Corria o anno de 1630., e nelle na noite de terça para a quarta feira do dia quinze para dezaíseis do mez de Janeiro succedeo que em Lisboa se arrombou a Igreja de Santa Engrácia […]

Pella manham no dia 16, soou o desacato feito na noute de quinze correo o povo Christaõ á Igreja a ver o caso succedido em esta Cidade, Lugar mayor do mundo abreviado, cheyo tudo de confusaõ, de dor, de penas, e sentimento […]. Tudo foraõ lagrimas em o povo, nada deixou de ser suspiros […].

Pormenor de um painel de azulejos, alusivo ao Desacato de Santa Engrácia, representando o “Roubo da Custódia”.

Como forma de reparação espiritual do Desacato o arcebispo D. Afonso Furtado de Mendonça ordena que “[…] fizessem muitas, muy grandes festas em louvor do Sanctissimo Sacramento”.

As solenidades iniciaram-se com uma cerimónia religiosa na Sé seguida de uma procissão entre a Sé e a profanada Igreja de Santa Engrácia “ […]ricamente armada fazendosse a festa & culto della de musica, & prègação, ceia,& ricos cheiros”.

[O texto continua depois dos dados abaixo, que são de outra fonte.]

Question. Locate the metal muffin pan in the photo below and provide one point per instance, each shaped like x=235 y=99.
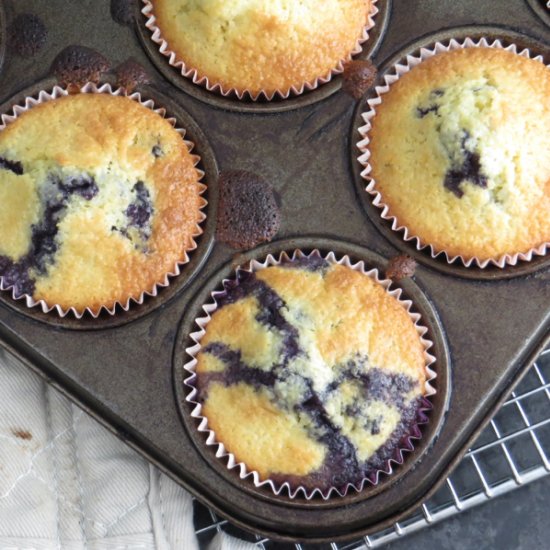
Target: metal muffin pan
x=126 y=370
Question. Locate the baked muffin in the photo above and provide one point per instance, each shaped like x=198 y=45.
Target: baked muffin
x=99 y=200
x=460 y=153
x=311 y=373
x=261 y=45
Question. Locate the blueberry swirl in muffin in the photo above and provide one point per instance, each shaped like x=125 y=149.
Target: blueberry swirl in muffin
x=311 y=373
x=99 y=199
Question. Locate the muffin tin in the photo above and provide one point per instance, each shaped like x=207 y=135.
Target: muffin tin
x=126 y=370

Por “ […]ser tãta anobreza, & povo, q. acompanharão esta procissão […] a Cidade ficou despejada”.

Pormenor da cidade de Lisboa, entre a Sé e o Campo de Santa Clara, em 1572. Lisbona – Civitates orbis terrarium, Georg Braun and Frans Hogenberg .

Na sequência do Desacato rapidamente foram tomadas diligências para capturar os criminosos, afixando editais nas portas com avisos para que ninguém saísse de casa sob pena de morte e ofertas de recompensas a quem descobrisse os culpados, enquanto se faziam interrogatórios por toda a cidade, prendendo pessoas às quais se “meteram a tormento”.

“Foy também prezo hum homem chamado Simão Lopez Soliz, e por muitos, e vehementes indicios se lhe fez summario […]”

Pormenor de um painel de azulejos, alusivo ao Desacato de Santa Engrácia, representando o a prisão de Simão Solis. C. 1760.

Como modo de expiação e memória do Desacato, todos os anos, nos dias 16, 17 e 18 de janeiro, realizavam-se as festas do Desagravo, que perduraram até ao séc. XIX.

Fonte: M. L. Jacquinet, “Em Desagravo do Santíssimo Sacramento: O “Conventinho Novo”. Devoção, Memória e Património Religioso”, 2008.